This solution follows the notations and rationale taught in the GMATH method.

Regards, 
Fabio.

exc4libur · Answer

b+y=100 y/100>b/100…y-b>0 (1) If four yellow balls had been repainted blue, it would have been more likely to select a blue ball rather than a yellow one. y-4/1000) 0

antartican · Answer

Is it not important to put that there is at the lease one Yellow and at the least one Blue ball. 
What if there is no Blue ball ?

Or may be that is concluded after adding stmt 1 and 2.

CrackverbalGMAT · Answer

It’s given, the probability of selecting a yellow ball is more than the probability of selecting blue ball
 P(Y) > P(B)
A total of 100 balls are there.

Statement 1.
If four yellow balls are repainted as blue, P(B) > P(Y)
Case 1:
Y = 51 balls , B= 49 balls.
P(Y) = 51/100 and P(B) = 49/100
P(Y) > P(B)
After repainting four yellow balls as blue, y= 47 and B = 51
P(Y) = 47/100 and P(B) = 51/100
P(B) > P(Y)

Case 2:
Y = 52 balls, B= 48 balls.
P(Y) = 52/100 and P(B) = 48/100
P(Y) > P(B)
After repainting four yellow balls as blue, y= 48 and B = 52
P(Y) = 48/100 and P(B) = 52/100
P(B) > P(Y)
 
Case 3:
Y = 53, B = 47
After repainting 4 yellow as blue, y = 49, B =51
 
These are the only 3 possible cases where after repainting, P(B) > P(Y)
(Check by yourself what happens when Y=54, B= 46)
Our question is to find no of blue balls in the bag.

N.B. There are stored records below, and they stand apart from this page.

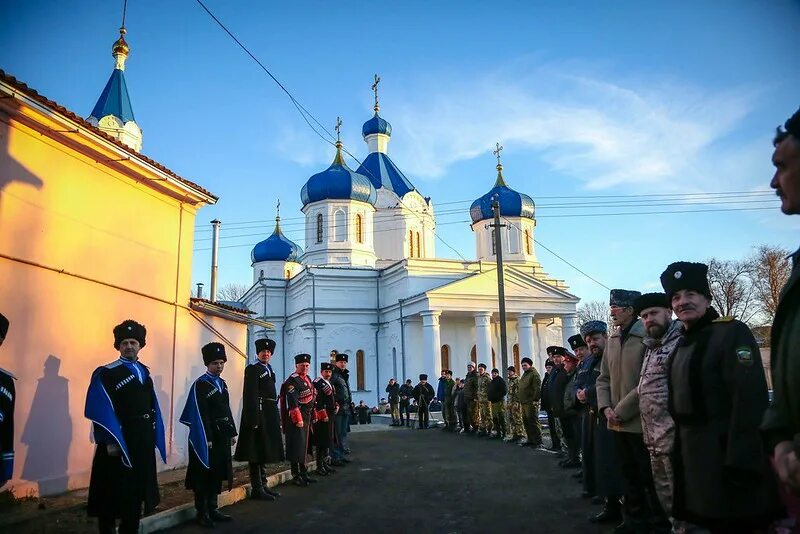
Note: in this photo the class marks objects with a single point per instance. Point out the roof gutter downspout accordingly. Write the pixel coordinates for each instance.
(314, 314)
(377, 330)
(402, 340)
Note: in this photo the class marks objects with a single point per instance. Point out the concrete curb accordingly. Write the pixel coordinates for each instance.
(185, 512)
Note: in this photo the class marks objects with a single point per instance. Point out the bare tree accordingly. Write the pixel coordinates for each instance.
(732, 290)
(233, 291)
(593, 310)
(769, 270)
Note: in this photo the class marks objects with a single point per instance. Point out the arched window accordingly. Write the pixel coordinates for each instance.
(360, 385)
(527, 241)
(359, 229)
(339, 226)
(445, 357)
(319, 228)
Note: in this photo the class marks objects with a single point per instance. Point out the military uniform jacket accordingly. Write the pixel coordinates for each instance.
(7, 401)
(325, 412)
(717, 397)
(340, 379)
(471, 386)
(423, 394)
(393, 392)
(782, 419)
(208, 415)
(123, 407)
(297, 404)
(513, 389)
(260, 438)
(530, 386)
(407, 391)
(619, 375)
(658, 428)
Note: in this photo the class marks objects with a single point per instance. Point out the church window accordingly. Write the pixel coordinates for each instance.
(527, 241)
(360, 382)
(359, 229)
(339, 226)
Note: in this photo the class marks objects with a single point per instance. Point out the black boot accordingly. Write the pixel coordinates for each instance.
(257, 485)
(304, 475)
(213, 510)
(263, 470)
(297, 479)
(611, 512)
(201, 505)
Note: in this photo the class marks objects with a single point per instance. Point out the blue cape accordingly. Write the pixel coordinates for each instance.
(191, 417)
(107, 428)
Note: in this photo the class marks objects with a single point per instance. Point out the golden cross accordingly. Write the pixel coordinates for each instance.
(497, 151)
(375, 90)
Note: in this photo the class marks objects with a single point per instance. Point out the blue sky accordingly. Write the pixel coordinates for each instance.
(590, 100)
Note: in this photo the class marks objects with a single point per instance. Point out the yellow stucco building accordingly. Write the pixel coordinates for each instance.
(92, 233)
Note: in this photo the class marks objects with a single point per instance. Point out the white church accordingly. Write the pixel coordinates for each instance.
(369, 283)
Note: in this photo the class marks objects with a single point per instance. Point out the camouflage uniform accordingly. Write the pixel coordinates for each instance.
(514, 414)
(484, 406)
(657, 424)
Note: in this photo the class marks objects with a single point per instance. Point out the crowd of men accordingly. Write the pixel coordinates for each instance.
(667, 418)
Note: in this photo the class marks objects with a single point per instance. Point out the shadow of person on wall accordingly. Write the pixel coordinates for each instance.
(48, 432)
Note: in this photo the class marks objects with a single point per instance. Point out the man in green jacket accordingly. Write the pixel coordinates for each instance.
(530, 394)
(782, 419)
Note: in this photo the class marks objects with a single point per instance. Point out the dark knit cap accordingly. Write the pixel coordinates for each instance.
(651, 300)
(265, 344)
(685, 275)
(213, 352)
(129, 329)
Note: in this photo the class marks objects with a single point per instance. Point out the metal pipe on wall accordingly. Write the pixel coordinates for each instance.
(214, 253)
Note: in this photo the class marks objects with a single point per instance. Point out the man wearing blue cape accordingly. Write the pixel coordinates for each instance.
(7, 400)
(127, 426)
(212, 432)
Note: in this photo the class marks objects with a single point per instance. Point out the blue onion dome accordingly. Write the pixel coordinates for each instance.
(512, 204)
(338, 182)
(376, 124)
(276, 247)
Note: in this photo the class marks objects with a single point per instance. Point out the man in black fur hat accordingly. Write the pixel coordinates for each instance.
(782, 420)
(127, 428)
(260, 441)
(7, 401)
(212, 433)
(297, 414)
(718, 396)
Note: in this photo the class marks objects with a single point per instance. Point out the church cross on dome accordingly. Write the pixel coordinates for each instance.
(375, 90)
(500, 182)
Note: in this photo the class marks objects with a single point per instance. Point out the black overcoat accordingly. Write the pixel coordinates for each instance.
(260, 439)
(215, 413)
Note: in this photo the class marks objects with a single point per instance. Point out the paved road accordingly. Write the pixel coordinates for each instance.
(426, 481)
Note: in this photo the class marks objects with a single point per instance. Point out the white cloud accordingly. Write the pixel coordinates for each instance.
(605, 133)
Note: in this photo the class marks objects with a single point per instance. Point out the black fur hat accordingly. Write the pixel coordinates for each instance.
(213, 352)
(129, 329)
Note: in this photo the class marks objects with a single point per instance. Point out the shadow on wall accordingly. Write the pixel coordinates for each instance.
(48, 432)
(11, 170)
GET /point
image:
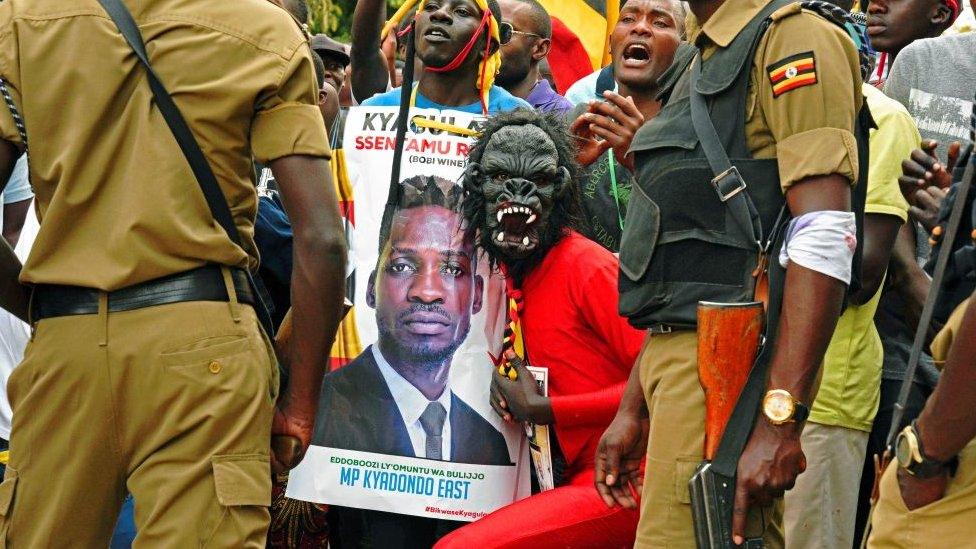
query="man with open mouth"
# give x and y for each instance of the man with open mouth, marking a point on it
(644, 42)
(455, 42)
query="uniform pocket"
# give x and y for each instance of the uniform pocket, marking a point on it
(205, 351)
(242, 485)
(684, 469)
(7, 490)
(242, 480)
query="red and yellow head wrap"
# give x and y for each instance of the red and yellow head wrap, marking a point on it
(491, 63)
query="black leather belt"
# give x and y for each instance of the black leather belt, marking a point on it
(202, 284)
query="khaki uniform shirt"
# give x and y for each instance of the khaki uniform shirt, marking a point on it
(117, 201)
(809, 128)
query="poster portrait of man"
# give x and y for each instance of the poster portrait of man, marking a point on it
(395, 398)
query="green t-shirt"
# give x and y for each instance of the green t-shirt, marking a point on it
(851, 384)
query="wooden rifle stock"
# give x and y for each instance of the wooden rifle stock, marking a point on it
(729, 336)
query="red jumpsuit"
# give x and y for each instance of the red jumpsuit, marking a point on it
(571, 326)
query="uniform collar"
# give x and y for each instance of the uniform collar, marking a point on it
(725, 24)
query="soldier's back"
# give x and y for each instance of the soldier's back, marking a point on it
(113, 189)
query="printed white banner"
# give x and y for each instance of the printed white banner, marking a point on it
(428, 312)
(405, 485)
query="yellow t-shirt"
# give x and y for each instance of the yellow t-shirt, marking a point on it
(850, 388)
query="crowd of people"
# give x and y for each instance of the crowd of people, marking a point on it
(802, 155)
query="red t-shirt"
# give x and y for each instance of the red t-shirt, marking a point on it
(571, 325)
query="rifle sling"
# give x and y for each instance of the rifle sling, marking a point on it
(215, 198)
(743, 418)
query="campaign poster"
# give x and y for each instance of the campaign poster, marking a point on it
(406, 426)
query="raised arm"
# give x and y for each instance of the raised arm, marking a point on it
(369, 74)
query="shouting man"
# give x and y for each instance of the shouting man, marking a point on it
(644, 43)
(775, 81)
(458, 42)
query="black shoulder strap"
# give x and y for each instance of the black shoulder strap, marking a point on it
(184, 137)
(731, 189)
(728, 182)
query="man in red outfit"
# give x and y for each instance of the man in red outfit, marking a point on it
(522, 201)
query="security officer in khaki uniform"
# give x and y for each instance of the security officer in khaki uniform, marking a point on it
(148, 371)
(928, 493)
(783, 89)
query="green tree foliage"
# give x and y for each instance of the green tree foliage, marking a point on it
(334, 17)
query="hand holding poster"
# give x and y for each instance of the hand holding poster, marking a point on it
(406, 426)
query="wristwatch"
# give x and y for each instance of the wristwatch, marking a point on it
(911, 456)
(780, 407)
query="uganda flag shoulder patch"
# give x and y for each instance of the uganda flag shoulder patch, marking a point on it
(793, 72)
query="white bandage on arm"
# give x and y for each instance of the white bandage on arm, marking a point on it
(822, 241)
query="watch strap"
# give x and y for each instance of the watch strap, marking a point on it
(800, 411)
(928, 467)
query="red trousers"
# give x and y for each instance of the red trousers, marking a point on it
(571, 516)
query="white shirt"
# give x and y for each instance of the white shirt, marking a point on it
(412, 403)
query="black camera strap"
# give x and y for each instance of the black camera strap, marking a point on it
(215, 198)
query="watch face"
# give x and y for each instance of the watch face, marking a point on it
(778, 407)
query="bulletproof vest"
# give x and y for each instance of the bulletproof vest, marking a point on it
(680, 243)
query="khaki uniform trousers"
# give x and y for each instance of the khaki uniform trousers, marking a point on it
(676, 403)
(949, 522)
(173, 403)
(820, 510)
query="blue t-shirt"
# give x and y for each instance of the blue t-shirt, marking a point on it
(499, 100)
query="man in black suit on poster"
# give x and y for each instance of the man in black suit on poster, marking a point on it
(395, 397)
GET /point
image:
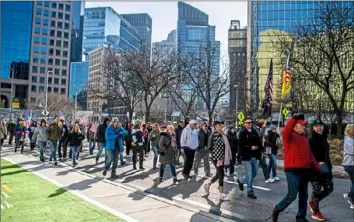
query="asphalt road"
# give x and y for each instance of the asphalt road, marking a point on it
(191, 193)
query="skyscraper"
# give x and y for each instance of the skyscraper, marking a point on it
(237, 49)
(143, 23)
(265, 17)
(103, 25)
(36, 39)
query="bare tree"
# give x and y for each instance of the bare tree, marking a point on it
(153, 74)
(210, 83)
(121, 84)
(323, 54)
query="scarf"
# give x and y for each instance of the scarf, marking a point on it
(227, 157)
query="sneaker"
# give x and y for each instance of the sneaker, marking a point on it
(275, 215)
(240, 185)
(310, 203)
(207, 188)
(252, 196)
(224, 197)
(270, 180)
(318, 216)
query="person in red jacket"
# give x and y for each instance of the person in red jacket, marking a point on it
(299, 163)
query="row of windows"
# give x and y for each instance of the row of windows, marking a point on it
(53, 14)
(42, 70)
(41, 89)
(54, 5)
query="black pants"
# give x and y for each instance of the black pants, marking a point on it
(318, 194)
(220, 174)
(138, 149)
(64, 144)
(128, 146)
(189, 161)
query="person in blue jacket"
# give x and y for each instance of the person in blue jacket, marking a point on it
(114, 146)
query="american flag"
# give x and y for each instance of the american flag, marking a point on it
(268, 93)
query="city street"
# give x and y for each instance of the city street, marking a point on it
(190, 195)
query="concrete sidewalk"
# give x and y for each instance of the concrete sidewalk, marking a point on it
(123, 201)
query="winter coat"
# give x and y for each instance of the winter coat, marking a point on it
(178, 134)
(247, 139)
(154, 138)
(270, 140)
(41, 134)
(203, 139)
(113, 135)
(348, 157)
(297, 152)
(167, 149)
(54, 132)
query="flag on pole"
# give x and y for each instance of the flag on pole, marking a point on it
(268, 93)
(286, 85)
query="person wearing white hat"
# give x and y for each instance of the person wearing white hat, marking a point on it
(189, 144)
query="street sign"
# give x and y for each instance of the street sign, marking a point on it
(285, 112)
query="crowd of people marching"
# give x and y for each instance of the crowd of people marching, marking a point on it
(306, 155)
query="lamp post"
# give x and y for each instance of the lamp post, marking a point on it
(236, 108)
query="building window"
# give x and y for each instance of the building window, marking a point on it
(67, 8)
(38, 20)
(38, 11)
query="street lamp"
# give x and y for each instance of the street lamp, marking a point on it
(236, 108)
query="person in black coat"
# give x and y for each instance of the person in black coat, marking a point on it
(320, 149)
(233, 141)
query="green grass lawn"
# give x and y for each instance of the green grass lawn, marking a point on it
(35, 199)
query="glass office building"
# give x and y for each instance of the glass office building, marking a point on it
(265, 17)
(79, 83)
(103, 25)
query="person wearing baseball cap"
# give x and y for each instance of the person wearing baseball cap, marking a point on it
(320, 149)
(299, 164)
(189, 144)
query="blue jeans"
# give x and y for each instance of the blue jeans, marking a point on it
(350, 171)
(101, 146)
(265, 168)
(272, 165)
(74, 151)
(251, 171)
(173, 170)
(296, 184)
(42, 146)
(92, 146)
(53, 150)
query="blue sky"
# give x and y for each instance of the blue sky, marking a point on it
(164, 15)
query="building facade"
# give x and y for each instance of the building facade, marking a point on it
(237, 49)
(265, 18)
(143, 23)
(78, 83)
(37, 44)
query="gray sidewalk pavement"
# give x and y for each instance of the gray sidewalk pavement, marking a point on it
(128, 203)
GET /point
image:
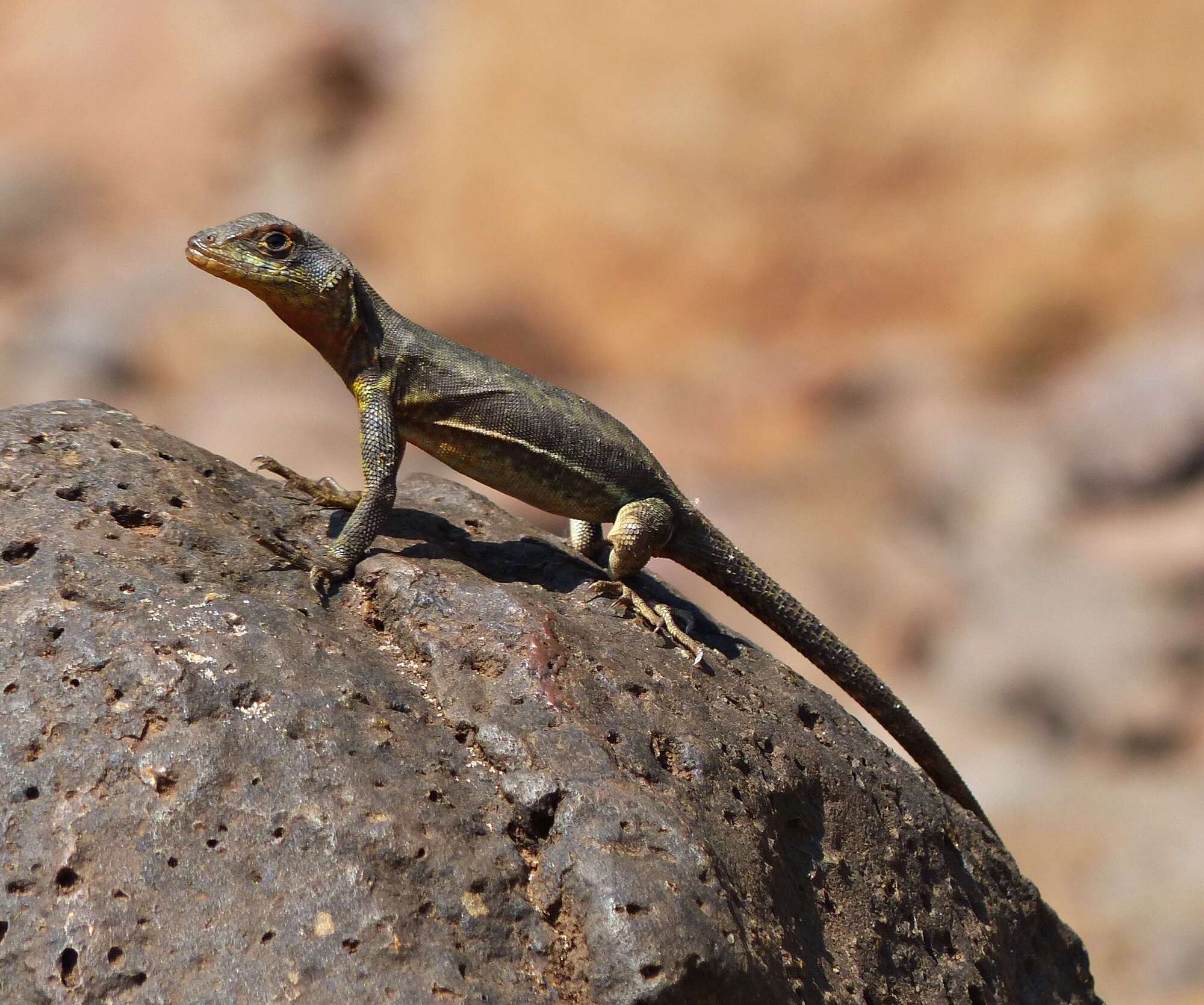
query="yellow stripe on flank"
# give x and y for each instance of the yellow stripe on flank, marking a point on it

As per the statement 1, it could be 49,48 or 47.
We will not get a definite answer for B, hence insufficient.

Statement 2:

It says, after we remove 50 balls, the probability of a getting a blue ball remains same as before.
B= no of blue balls initially
B’ = no of blue balls after removing 50 balls

B/100 = B’/50
That means B’ = B/2.

We can conclude that no of blue balls should be even and we will not be able to get a definite value for B
Statement 2 is not sufficient.

Combining Statement 1 and 2.
From statement 1: B could be 49,48 or 47
From statement 2: B is even
Combining both, we can say that value of B = 48.
Option C is the answer.

Fdambro294 · Answer

Regarding statement 1 alone and statement 2 alone, neither being sufficient: it is explained rather well by everyone above.

Statement 1 allows 3 possible cases given the original constraints (Yellow > Blue):

Case 1: Y = 51 and B = 49

Case 2: Y = 52 and B = 48

Case 3: Y = 53 and B = 47

Together:

given that we have only the 3 cases from statement 1:

S2 says: after the representative removes 50 balls, the probability of selecting a Blue ball is the SAME AS IT WAS Initially.

As it is stated above, it is only possible to make the Probability the Same if we “remove the 50 balls symmetrically” from the Yellow and Blue side.

For anyone reading, this does NOT mean we remove 25 from each side. If we remove
25 blue balls and 25 yellow balls, we end up with different probabilities than those we had initially.

Initial probability for each ball in case 2, the only case that can work:

P(Blue) = 48/100 = .48

P(Yellow) = 52/100 = .52

We could have the probability of selecting a Blue stay the same by removing (1/2) of the balls from each side. This is what is meant by symmetrically removing the “same” number of balls from each side. We are decreasing each of the balls by (1/2) and the total removed must be 50.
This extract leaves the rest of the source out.